Dialysis down, data out.

A ransomware attack exposes personal medical records of VA patients. New joint guidance from CISA and the NSA emphasizes asset inventory and OT taxonomy. The UK government reportedly spent millions to cover up a data breach. Researchers identified two critical flaws in a widely used print orchestration platform. Phishing attacks increasingly rely on personalization. Rooting and jailbreaking frameworks pose serious enterprise risks. Fortinet warns of a critical command injection flaw in FortiSIEM. Estonian nationals are sentenced in a crypto Ponzi scheme.
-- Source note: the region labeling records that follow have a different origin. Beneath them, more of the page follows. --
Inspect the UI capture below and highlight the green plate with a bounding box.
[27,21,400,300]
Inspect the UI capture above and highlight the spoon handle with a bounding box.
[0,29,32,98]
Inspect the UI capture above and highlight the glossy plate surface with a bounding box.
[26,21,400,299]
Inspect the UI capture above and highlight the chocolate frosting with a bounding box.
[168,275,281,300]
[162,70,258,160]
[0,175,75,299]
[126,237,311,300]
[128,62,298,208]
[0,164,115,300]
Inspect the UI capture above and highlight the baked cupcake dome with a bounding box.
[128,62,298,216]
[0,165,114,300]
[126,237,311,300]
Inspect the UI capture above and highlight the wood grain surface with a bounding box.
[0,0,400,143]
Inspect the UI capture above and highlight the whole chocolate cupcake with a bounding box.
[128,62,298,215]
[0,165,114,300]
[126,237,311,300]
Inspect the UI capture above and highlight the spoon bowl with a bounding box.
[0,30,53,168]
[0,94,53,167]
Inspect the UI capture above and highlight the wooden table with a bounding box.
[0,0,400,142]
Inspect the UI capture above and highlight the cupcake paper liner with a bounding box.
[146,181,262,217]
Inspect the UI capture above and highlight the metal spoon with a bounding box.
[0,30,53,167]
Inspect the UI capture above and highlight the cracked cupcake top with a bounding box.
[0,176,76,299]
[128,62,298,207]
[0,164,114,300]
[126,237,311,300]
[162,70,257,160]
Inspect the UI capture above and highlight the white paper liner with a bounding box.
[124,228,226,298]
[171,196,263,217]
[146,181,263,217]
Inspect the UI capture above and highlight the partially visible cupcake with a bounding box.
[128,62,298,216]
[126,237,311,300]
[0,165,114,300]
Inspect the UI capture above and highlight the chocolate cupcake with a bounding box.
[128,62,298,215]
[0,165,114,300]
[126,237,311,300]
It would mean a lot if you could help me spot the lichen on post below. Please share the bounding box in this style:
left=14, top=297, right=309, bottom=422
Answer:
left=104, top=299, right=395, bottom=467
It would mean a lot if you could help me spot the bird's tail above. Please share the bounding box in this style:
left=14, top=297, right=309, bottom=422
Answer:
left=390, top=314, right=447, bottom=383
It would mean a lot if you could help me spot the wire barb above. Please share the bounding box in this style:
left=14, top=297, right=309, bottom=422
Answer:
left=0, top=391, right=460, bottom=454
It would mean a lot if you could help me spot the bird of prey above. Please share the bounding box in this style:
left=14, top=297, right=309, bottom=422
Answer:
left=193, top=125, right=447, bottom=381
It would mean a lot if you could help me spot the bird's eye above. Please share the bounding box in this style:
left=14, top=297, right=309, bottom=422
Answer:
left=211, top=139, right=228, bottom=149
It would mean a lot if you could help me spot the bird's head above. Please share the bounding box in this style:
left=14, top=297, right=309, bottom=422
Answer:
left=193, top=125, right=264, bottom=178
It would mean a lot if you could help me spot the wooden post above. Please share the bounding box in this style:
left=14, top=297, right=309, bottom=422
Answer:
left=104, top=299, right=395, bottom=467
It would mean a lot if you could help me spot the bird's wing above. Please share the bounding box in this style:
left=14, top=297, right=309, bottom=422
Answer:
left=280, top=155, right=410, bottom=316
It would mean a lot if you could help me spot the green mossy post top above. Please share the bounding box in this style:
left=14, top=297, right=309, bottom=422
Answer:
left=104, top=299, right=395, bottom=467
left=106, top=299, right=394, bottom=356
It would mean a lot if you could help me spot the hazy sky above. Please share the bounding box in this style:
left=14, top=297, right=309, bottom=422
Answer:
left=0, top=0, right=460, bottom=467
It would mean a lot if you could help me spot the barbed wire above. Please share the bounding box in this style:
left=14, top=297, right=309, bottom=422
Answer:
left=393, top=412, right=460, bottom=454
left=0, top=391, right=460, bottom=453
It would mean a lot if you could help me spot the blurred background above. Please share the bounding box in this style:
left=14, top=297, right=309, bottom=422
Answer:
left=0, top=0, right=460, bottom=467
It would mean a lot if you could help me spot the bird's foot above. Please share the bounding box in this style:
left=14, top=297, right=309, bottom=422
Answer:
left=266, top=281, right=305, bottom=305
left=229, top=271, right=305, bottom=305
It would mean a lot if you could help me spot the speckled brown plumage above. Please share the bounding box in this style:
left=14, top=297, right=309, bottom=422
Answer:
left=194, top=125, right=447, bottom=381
Michele Campobasso from Forescout joins us to unpack new research separating the hype from reality around “vibe hacking.” Meet the Blockchain Bandits of Pyongyang. 

Today is Thursday August 14th 2025. I’m Dave Bittner. And this is your CyberWire Intel Briefing.

A ransomware attack exposes personal medical records of VA patients. 

A ransomware attack on DaVita, a major dialysis provider contracting with the Department of Veterans Affairs (VA), exposed about 1 million medical records, including veterans’ Social Security numbers, lab results, and insurance details. The breach affected VA patients receiving dialysis and lab services through the Veteran Community Care Program. Additional data, such as names, check images, and tax IDs, may have been compromised. The VA paid DaVita $206 million in early 2025 for services, but its internal systems were not impacted. Forensic teams and the FBI are investigating. DaVita has restored affected systems and will offer 12 months of free credit monitoring to victims. Kidney disease is more prevalent among veterans, with the VA caring for about 600,000 affected individuals nationwide.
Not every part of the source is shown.